Arduino UNOのアナログピンはA0からA5ピンで合計6ピンあります。

今回の「ADコンバータ」(MCP3002)を使用すると2ピンが増設されて合計8ピンを使用する事が可能です。また、増設されたピンはSPI接続でアナログ値を取得する事が可能です。

※ADコンバータ(A/D変換)は「アナログからデジタルへ変換」の意味です。

使用部品・材料

総額で約730円です。(Arduino本体の値段を除く)

部品/材料値段備考
サンハヤト SAD-101 ニューブレッドボード¥500Amazon.com
10bit 2ch ADコンバータ MCP3002-I/P¥180秋月電子の通販コード(I-02584)
半固定ボリューム 10kΩ [103]¥50秋月電子の通販コード(P-08012)

配線図

アナログ入力はCH0とCH1ピンの2つあります。

次は公式データシートより(mcp3002.pdf)

通信用のフラグはスケッチから意味を読み取ってください。

SPI接続用のピン

マスターはArduino。スレーブはMCP3002です。

番号名称内容
13SCKSerial ClocK。データ転送の同期の為のマスターからのクロ ック信号。
12MISOMaster In Slave Out。スレーブからマスターへデータを送る。
11MOSIMaster Out Slave In。マスターからスレーブへデータを送る。
(10)SSSlave Select pin。スレーブ選択ピン。10ピン以外でも使用可能です。

SPI接続でデバイス間の通信をする場合は、このピンをLOWにしている間に行います。通信を終了する場合はHIGHにします。

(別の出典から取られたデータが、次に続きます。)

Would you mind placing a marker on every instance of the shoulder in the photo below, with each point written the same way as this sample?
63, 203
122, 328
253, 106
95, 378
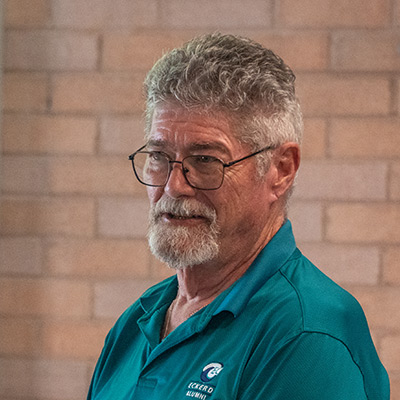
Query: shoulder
324, 306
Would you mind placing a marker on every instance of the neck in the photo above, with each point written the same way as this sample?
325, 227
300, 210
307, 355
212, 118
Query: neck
203, 283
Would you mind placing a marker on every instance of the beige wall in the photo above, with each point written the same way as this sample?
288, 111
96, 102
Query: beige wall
73, 251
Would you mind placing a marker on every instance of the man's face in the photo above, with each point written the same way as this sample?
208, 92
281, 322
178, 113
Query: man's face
189, 226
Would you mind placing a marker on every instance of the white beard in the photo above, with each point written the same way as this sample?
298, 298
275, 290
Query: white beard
182, 246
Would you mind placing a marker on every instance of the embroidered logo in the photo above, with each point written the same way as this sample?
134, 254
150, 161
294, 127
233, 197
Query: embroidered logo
210, 371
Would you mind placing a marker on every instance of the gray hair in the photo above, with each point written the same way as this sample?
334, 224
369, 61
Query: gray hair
214, 73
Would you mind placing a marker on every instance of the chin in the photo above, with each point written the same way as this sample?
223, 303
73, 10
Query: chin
182, 247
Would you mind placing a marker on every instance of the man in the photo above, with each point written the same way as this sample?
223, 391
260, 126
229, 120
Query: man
247, 316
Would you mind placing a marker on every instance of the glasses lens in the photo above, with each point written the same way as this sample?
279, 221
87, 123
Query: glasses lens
151, 168
204, 172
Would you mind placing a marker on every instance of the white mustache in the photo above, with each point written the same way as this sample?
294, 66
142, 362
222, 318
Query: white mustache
182, 208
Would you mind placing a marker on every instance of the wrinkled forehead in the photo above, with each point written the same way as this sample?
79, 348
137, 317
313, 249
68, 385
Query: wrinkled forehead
177, 126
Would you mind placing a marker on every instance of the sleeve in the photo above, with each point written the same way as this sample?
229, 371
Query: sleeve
313, 366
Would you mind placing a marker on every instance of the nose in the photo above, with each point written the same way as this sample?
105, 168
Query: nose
177, 185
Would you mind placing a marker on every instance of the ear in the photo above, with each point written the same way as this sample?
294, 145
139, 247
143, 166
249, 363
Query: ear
286, 162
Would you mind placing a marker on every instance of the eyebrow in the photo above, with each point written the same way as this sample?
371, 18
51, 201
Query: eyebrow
199, 146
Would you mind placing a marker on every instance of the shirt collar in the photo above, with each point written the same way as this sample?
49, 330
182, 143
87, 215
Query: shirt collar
272, 257
268, 262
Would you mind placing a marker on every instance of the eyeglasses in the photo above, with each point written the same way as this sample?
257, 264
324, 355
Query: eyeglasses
153, 168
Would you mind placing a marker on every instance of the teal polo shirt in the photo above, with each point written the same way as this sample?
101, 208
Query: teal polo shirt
283, 331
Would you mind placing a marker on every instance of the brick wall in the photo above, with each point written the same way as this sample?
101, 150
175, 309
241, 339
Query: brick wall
73, 252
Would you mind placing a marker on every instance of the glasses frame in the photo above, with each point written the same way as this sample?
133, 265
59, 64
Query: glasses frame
171, 162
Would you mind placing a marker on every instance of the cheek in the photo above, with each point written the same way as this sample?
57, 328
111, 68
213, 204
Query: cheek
154, 194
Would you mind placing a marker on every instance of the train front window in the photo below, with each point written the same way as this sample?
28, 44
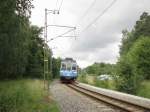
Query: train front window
63, 67
68, 66
73, 67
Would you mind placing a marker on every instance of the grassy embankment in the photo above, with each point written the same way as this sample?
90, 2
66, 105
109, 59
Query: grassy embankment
143, 91
25, 96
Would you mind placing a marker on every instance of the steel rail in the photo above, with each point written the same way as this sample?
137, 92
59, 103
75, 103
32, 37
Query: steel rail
124, 105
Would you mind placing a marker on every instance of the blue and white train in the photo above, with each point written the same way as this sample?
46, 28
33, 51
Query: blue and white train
68, 70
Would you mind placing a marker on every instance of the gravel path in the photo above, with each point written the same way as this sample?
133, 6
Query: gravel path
72, 101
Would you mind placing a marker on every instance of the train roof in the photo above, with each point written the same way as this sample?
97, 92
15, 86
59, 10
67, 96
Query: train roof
68, 59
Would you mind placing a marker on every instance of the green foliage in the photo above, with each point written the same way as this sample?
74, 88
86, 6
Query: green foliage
35, 58
134, 63
100, 68
21, 45
25, 96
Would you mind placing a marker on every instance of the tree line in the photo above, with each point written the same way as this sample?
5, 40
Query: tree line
133, 65
21, 45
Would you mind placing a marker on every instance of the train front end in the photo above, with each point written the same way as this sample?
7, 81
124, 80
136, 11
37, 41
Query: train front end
68, 70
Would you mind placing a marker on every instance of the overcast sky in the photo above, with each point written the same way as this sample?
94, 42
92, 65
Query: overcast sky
100, 42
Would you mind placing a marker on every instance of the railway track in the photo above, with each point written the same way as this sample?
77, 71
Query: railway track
124, 105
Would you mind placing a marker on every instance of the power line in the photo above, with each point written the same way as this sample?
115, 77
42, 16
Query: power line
100, 15
62, 35
56, 3
60, 5
86, 12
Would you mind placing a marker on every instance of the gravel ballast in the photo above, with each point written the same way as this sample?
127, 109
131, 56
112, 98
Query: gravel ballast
70, 100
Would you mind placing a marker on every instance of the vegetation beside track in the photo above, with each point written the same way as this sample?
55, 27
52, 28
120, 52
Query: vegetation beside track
142, 91
27, 95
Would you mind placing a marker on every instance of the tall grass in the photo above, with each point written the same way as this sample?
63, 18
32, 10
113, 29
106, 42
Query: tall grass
25, 96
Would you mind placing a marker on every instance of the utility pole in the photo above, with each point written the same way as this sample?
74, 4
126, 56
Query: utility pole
46, 70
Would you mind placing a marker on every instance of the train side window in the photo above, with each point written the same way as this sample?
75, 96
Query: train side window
63, 67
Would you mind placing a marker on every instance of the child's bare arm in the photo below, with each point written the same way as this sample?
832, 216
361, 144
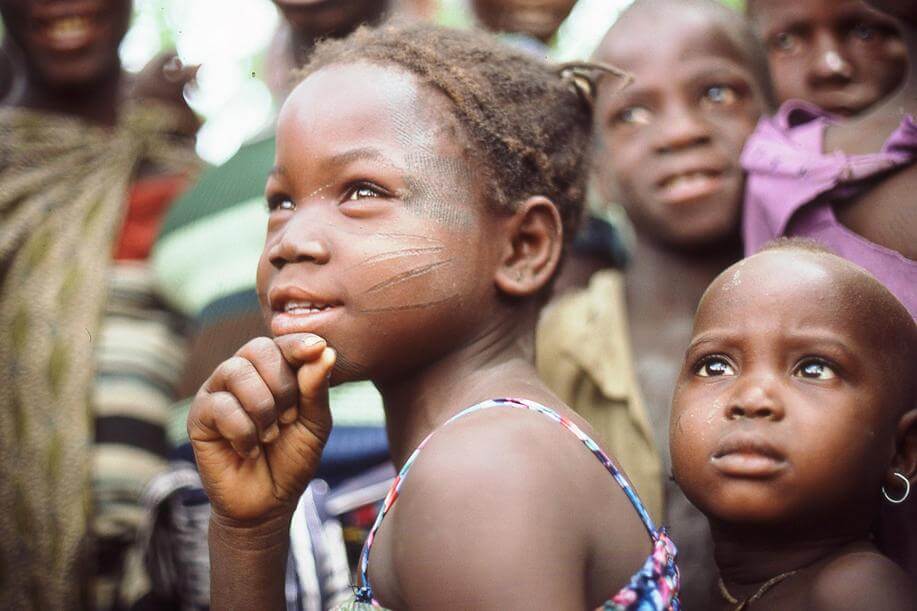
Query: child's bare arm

このピン番号と名称はArduinoで使用されているものです。デバイスによって異なる場合があります。

スケッチ(プログラム)

シリアルモニターに2つのアナログ入力の結果を表示します。

CH0には5V電源をそのまま入力していますので常に1023ぐらいです。CH1は半固定抵抗器のつまみを動かすと値が変化するようにしています。

#include <SPI.h>
 
// SCK  : pin 13 (Serial ClocK)
// MISO : pin 12 (Master In Slave Out)
// MOSI : pin 11 (Master Out Slave In)
// SS   : pin 10 (Slave Select pin)

// 通信用のフラグ
const int START_BIT = 0x40; // 2進 1000000
const int CH0 = 0x20;       // 2進  100000 
const int CH1 = 0x30;       // 2進  110000 
const int MSBF = 0x08;      // 2進    1000 

void setup() {
  Serial.begin(9600); 
    
  // SPIの初期化
  // ※自動的に「SCK、MOSI、SSのピンの動作はOUTPUT」となり「SSはHIGH」となる
  SPI.begin();
  // SPI転送モード
  // クロック位相(CPOL) = 0 クロック極性(CPHA) = 0
  SPI.setDataMode(SPI_MODE0);
  // SPI送受信用のビットオーダー(MSBFIRST)
  SPI.setBitOrder(MSBFIRST);
  // SPIクロック分周器 4MHz = 16MHz/4 
  SPI.setClockDivider(SPI_CLOCK_DIV4);
}
 
void loop() {
  uint8_t hi,lo;
  uint16_t value;

  // CH0の読み込み
  digitalWrite(SS, LOW);
    hi = SPI.transfer(START_BIT | CH0 | MSBF); 
    lo = SPI.transfer(0x00); 
  digitalWrite(SS, HIGH);
  
  value = ((hi << 8) | lo) & 0x03FF;
  Serial.print("CH0 : ");
  Serial.print(value);
  Serial.print(" ");
  
  // CH1の読み込み
  digitalWrite(SS, LOW);
    hi = SPI.transfer(START_BIT | CH1 | MSBF); 
    lo = SPI.transfer(0x00); 
  digitalWrite(SS, HIGH);
  
  value = ((hi << 8) | lo) & 0x03FF;
  Serial.print("CH1 : ");  
  Serial.println(value);
  
  delay(250);
}

実行例

最後に

今回のようにアナログピンが不足している時に、180円のMCP3002でピンを増設する方法がありますが、250円でArduinoを作る方法もあります。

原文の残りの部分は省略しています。